これは私が大学2年生の時、保母さんのバイトを始めたばかりの頃のお話です。

期待と不安が入り混じる初仕事で、両親の帰りが遅い家庭の子のお守りをすることになりました。

可愛らしい一人っ子の女の子です。

その子は内向的な性格のせいで、あまり友達は多くないそうです。
案の定、初対面の私が優しく話しかけても、なかなか心を開いてくれませんでした。

ですから私はそんな彼女の心に少しでも近づけるよう、様々な試行錯誤を繰り返しました。

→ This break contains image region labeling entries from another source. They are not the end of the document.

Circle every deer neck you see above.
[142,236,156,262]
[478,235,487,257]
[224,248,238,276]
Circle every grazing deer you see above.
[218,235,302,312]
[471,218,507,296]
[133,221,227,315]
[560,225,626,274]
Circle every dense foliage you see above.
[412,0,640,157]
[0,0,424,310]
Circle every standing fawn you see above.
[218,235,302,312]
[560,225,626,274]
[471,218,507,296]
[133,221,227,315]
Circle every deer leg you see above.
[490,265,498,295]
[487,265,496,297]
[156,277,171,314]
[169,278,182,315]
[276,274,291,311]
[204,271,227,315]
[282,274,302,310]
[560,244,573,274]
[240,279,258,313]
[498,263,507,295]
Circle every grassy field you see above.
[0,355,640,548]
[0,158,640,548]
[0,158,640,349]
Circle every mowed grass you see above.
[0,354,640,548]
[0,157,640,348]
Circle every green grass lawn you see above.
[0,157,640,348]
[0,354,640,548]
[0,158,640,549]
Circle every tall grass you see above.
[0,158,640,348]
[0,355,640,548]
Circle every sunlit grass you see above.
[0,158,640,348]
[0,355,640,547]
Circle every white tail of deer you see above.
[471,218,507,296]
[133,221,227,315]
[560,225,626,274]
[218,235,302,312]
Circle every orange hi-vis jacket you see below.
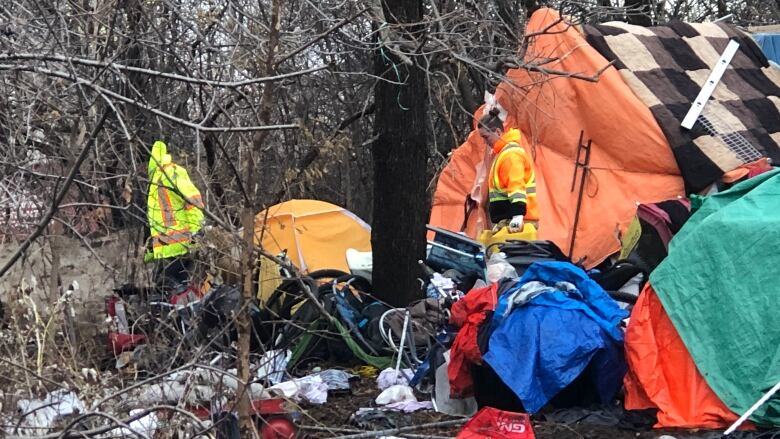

それから一ヶ月ほどが経過して、ようやく彼女も私に親近感が湧いてくれたようでした。

その子はどうもお絵描きが好きらしく、何か描いては私に見せてくれるようになったのです。

特に、風景画を描くのが好きなようでした。

その子の部屋の壁には、独特な色使いの作品が所狭しと飾ってあるのです。

そんなある日、彼女がいつものように絵を描いていた時のこと……。

「わぁ、とっても上手だね。お姉ちゃんのこと描いてくれたのね?ありがとう。」

突出した完成度の一枚の人物画。

私はその子の頭を、愛情を注ぐように撫でました。

その子が初めて描いた人物画モデルが私だったので、つい嬉しくなったのです。

すると、意外な答えが返ってきました。

「それ……お姉ちゃんじゃないよ。」

その子は静かに呟くのです。

「……え?」

その絵をもう一度見直しました。

角隅の壁をバックに、どこか憂いげな表情で佇む女性。

言われてみれば確かに、私ではなさそうでした。

「じゃ、じゃあ……この人は?」

瞬時に喉が渇き、声が上ずり、嫌な脂汗が額に滲み出ました。

「いつもそこにいる人だよ。」

その子は何のためらいも無く、私の背後の角隅を真っ直ぐ指差すのです。

私は背筋が凍るような思いがして、ゆっくりと後ろを振り向きました。

異常は……無いようです。

「もぅ、ビックリさせないでよ〜。」

私は強張る肩の力が抜けて、自然と視線を下ろしました。

「……あれ?」

一瞬思考が停止して、血の気が引く感覚で意識を取り戻しました。

そこには、数本の長い黒髪が落ちているのです。

私は茶髪、その子はショートヘアーなのに……。

その子は私の震え上がる背中に、容赦無くトドメを刺しました。